LaRuffa’s answer: “From when [Mohammad] was sentenced, I was told that in Virginia it was about a seven-year wait, but I said then I wasn’t going to attend. I wrote a little memo to be read and handed out at the execution. I said I didn’t want him to steal another day of my life, so I didn’t attend…It wouldn’t have made me feel better to watch him die. And I told them in this letter, I said I will enjoy my grandchildren on that night, and I did. We went out to dinner. I wanted to do something happy and nice that night just to show that he wasn’t going to make me miserable for a day, seven years later.”

When someone “strikes you on the right cheek,” Jesus says, “turn to him the other cheek also” (Matthew 5:39).  The best explanation I’ve heard for Jesus’ words here is this: in Jesus’ time, to hit someone on the right cheek would be to treat them as less than an equal; turning the other cheek would be sending the message that you wanted to be treated like an equal.

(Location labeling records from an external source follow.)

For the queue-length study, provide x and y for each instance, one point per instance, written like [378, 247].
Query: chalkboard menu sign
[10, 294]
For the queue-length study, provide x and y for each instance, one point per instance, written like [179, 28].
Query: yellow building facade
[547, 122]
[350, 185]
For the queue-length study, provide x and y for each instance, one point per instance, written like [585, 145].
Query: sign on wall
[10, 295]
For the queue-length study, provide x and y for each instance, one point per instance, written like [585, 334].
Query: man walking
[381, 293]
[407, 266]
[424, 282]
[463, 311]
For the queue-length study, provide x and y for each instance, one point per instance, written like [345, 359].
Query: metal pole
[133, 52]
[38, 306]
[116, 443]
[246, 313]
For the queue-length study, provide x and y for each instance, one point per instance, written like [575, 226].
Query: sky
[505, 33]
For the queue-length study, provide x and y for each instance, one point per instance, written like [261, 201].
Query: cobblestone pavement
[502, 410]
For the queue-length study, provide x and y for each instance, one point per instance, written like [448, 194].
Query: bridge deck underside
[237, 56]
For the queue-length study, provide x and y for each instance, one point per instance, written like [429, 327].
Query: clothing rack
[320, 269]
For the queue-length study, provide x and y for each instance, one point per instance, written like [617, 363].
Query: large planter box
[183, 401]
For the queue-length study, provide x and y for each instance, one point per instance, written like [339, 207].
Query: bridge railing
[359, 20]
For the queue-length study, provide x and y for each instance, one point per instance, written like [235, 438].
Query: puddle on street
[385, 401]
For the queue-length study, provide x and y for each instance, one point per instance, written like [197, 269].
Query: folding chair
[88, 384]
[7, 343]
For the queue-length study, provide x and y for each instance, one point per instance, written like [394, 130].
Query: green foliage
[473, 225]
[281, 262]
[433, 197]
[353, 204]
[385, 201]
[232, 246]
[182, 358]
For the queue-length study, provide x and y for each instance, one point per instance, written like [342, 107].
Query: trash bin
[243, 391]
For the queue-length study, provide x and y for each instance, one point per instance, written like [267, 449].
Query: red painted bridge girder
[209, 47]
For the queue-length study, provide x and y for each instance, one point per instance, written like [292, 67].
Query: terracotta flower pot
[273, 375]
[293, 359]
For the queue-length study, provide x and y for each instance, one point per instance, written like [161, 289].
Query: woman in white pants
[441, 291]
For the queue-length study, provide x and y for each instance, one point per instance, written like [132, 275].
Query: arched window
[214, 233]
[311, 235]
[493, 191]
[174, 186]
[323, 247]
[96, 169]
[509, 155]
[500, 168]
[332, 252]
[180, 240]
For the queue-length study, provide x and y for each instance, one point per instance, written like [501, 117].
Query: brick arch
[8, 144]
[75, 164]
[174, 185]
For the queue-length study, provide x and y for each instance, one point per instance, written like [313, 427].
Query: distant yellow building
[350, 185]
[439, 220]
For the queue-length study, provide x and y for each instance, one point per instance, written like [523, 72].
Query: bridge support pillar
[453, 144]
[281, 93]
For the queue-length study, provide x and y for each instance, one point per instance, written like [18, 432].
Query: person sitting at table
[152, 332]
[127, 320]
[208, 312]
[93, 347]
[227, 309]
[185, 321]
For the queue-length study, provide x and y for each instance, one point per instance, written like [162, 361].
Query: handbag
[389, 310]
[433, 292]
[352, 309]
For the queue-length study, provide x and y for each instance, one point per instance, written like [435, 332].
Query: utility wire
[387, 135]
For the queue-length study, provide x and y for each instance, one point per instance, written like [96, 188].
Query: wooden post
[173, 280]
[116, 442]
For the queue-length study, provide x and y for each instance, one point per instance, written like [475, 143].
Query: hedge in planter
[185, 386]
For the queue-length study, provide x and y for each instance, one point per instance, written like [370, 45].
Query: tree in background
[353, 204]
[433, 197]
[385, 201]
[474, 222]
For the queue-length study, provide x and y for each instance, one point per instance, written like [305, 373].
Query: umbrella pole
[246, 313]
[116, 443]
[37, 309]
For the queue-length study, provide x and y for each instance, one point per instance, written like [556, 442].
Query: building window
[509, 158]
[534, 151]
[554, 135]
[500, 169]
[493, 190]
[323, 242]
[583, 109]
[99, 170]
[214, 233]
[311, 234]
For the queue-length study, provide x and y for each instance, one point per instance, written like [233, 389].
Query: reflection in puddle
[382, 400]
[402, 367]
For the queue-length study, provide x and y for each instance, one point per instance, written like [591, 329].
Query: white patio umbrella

But what if “turning the other cheek” is also a way of showing an aggressor that their wrongdoing will not destroy our own focus on what is good and true and brings joy and gives us life?  What if it is a way of giving expression to an internal resistance that refuses, like LaRuffa did, to let evil ultimately “steal another day of life”?  What if it embodies the apostle Paul’s challenge to think only on those things that ultimately bring life to our own sick souls, even when we have been ravaged or victimized by the careless cruelty of another human being?  “Whatever is true, whatever is noble, whatever is right, whatever is pure, whatever is lovely, whatever is admirable—if anything is excellent or praiseworthy—think about such things,” Paul writes (Philippians 4:8).

LaRuffa had dinner with his grandchildren on the night an enemy who had done him grave evil got his just desserts.

LaRuffa “turned the other cheek.”

I confess I’m not there yet.  But I want to be.  Pray for me.